I need to restrict the access to one shared user account in a manner so that users cannot login to the account unless they use "su" -----

In other words: only if they have already logged on to the server using their own personal userid can they then access this administrative account.

I am not referring here to ROOT but rather to an account that owns one sensitive application on the server.

The object is to stop the application administrators from using telnet or xwindows directly into the admin account. (They will, however, have to use telnet or xwindows to get onto the server in the first place as themselves.)

It doesn't seem like an odd request but I can't find information on how to do it.

Thanks for any help, in advance...

Don Marsee

 

[trunix]

I have found that this works.

Set up your user account without a home directory in the password file.

Now if you try to telnet into this account it will immedietly drop the connection.
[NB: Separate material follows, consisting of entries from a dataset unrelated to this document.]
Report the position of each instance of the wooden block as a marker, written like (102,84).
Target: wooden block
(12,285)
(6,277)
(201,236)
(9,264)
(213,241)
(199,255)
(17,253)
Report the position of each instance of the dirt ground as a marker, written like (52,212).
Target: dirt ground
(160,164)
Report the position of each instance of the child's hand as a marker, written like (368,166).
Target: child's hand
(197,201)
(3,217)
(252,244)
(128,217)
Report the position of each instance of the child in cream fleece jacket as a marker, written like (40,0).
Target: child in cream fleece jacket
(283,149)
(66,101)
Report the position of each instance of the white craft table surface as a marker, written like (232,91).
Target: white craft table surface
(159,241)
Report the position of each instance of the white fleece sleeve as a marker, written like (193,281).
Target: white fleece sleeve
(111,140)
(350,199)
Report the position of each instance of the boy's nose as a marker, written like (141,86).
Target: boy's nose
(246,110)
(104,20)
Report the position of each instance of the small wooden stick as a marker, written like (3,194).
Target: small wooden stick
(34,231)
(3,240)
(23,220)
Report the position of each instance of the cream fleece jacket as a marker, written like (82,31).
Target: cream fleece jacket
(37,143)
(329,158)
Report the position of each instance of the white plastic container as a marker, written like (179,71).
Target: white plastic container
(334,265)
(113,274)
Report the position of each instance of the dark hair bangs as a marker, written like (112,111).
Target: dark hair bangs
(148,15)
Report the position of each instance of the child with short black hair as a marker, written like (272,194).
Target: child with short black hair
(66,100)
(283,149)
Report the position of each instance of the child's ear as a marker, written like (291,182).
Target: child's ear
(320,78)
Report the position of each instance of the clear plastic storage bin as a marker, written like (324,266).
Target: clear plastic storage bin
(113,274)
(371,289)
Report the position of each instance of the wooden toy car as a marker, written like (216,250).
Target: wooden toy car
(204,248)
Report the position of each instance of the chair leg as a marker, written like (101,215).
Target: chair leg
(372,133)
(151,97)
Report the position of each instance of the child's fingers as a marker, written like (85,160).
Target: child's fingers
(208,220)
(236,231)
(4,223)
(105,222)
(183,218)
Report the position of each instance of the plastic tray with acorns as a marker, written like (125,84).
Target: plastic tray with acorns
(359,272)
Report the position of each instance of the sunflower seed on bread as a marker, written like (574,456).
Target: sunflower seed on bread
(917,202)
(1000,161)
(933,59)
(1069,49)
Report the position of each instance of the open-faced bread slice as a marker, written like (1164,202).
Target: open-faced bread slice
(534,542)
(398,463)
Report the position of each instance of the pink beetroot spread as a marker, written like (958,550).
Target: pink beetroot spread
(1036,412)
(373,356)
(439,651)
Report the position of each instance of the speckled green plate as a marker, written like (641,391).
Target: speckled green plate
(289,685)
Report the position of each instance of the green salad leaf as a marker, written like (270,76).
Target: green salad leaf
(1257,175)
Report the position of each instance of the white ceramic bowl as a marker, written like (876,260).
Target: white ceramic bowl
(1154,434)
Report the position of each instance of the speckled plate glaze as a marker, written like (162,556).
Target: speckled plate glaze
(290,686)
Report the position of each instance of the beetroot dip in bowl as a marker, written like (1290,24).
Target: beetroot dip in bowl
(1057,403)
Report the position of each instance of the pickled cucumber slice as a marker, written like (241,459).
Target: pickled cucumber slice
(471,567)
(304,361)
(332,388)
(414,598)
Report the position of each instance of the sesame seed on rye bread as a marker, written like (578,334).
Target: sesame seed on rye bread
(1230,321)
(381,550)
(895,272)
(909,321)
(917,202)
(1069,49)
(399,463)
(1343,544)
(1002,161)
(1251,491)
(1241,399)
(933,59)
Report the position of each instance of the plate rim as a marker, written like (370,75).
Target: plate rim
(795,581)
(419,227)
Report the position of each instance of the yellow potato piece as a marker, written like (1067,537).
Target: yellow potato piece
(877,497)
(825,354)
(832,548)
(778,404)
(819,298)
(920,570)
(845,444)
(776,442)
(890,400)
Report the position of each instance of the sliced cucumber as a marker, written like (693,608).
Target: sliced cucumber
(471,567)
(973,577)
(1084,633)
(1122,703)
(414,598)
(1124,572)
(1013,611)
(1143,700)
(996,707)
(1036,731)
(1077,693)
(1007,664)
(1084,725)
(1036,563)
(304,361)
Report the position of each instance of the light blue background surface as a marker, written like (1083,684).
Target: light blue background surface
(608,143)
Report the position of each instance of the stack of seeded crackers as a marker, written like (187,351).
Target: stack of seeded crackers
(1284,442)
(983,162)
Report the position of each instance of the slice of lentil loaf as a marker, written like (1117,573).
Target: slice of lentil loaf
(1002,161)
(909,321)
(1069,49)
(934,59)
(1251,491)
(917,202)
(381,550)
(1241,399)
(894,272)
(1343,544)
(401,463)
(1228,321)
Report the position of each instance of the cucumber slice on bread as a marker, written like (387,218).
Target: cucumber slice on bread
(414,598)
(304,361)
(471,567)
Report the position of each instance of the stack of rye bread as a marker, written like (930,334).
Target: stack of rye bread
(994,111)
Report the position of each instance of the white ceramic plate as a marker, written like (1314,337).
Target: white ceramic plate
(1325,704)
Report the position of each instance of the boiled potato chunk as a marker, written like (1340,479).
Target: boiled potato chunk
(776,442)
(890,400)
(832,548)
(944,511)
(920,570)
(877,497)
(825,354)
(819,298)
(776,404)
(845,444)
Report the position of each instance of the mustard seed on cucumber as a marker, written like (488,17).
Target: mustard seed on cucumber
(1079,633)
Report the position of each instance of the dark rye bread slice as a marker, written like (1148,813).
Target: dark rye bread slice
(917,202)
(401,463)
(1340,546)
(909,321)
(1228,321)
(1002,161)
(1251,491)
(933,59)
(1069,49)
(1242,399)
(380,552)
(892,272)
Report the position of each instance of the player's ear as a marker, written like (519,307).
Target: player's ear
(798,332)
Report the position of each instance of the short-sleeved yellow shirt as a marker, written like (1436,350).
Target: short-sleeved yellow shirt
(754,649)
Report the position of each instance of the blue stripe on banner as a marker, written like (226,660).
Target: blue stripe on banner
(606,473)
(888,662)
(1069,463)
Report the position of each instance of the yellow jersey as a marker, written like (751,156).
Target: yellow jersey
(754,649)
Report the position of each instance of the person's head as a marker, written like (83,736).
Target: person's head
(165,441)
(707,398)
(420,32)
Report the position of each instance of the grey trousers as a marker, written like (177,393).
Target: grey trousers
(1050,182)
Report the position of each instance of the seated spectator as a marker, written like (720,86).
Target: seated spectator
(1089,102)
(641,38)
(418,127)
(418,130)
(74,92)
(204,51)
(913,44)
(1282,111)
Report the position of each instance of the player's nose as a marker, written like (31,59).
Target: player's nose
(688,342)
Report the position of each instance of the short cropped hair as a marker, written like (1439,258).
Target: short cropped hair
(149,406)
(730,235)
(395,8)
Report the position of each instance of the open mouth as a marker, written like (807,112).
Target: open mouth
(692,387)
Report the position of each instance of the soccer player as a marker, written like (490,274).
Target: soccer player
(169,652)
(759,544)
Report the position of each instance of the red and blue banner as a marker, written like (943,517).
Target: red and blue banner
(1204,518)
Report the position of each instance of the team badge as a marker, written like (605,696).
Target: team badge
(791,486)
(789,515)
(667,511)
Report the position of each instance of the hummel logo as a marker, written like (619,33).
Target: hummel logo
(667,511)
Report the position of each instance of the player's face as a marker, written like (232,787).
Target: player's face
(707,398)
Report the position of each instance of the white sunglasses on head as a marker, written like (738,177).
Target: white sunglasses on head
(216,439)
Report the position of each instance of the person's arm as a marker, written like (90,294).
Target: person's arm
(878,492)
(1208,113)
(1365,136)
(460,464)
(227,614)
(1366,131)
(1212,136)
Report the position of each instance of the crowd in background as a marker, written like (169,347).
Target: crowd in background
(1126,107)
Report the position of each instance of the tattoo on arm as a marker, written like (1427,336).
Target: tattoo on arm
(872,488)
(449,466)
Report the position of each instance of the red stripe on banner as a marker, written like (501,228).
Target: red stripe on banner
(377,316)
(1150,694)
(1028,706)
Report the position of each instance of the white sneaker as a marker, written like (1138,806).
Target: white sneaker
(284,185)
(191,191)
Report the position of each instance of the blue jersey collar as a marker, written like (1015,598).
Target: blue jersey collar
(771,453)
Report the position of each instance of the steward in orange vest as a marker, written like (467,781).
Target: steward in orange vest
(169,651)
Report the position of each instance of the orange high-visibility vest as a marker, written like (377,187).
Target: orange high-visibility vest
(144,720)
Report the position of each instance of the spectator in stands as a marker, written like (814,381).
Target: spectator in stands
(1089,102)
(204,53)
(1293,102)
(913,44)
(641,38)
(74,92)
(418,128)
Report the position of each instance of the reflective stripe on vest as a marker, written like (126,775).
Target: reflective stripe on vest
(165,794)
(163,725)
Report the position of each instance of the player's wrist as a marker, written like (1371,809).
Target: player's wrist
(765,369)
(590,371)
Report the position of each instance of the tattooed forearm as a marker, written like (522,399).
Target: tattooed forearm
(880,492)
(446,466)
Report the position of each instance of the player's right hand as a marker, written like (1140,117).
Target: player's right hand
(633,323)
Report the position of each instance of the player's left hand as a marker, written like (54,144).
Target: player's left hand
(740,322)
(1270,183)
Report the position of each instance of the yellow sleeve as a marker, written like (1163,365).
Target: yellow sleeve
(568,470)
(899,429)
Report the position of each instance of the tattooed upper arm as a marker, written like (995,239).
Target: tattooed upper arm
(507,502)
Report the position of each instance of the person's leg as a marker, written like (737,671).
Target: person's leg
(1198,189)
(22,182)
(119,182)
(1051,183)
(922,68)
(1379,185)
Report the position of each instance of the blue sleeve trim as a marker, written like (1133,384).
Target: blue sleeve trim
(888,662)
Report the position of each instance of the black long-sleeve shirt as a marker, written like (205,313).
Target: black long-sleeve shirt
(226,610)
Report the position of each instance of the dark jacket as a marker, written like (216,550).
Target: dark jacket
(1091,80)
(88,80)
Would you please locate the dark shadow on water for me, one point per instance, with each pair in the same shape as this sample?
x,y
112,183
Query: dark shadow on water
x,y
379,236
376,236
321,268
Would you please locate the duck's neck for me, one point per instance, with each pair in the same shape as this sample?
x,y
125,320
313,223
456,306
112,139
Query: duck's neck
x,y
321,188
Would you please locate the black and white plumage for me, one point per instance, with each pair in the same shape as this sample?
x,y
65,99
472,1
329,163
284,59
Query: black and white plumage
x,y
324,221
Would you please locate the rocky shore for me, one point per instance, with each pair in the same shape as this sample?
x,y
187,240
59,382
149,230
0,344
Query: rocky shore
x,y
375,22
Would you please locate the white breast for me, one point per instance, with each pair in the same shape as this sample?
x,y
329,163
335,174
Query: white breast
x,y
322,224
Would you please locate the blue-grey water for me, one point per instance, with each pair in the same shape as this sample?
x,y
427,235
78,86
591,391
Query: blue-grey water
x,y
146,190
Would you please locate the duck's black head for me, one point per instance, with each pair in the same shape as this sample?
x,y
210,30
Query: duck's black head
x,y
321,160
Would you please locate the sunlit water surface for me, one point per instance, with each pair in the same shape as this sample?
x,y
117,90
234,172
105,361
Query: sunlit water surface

However if you su to the user, it will let you in to the account - although you will still be in your own home directory.

I tried this on a SGI server, but it should work on others

 

[Soladm]

dmarsee,

You can modify the /etc/default/login file. Look for the following line:

#CONSOLE=/dev/console

Uncomment(remove the #) this line and save the file. Try to telnet to the server and log in as root... it will not allow it. Users must login as themselves and then su to root. I have done this on many of my servers and it works excellent.


soladm

 

[Guest_imported]

This is what I have in /etc/profile that will restrict users to su only on certain accounts.

LIST=/etc/nologinlist
ME=`who am i|awk '{print $1}'`
grep ${ME} ${LIST}
if [ "$?" -eq "0" ]
then
echo ""
echo "You are not able to login directly as ${ME}."
echo "You must login using your personal account, and hen use 'su'."
exit
fi

Add all the userids that you want to restrict access to the /etc/nologinlist file.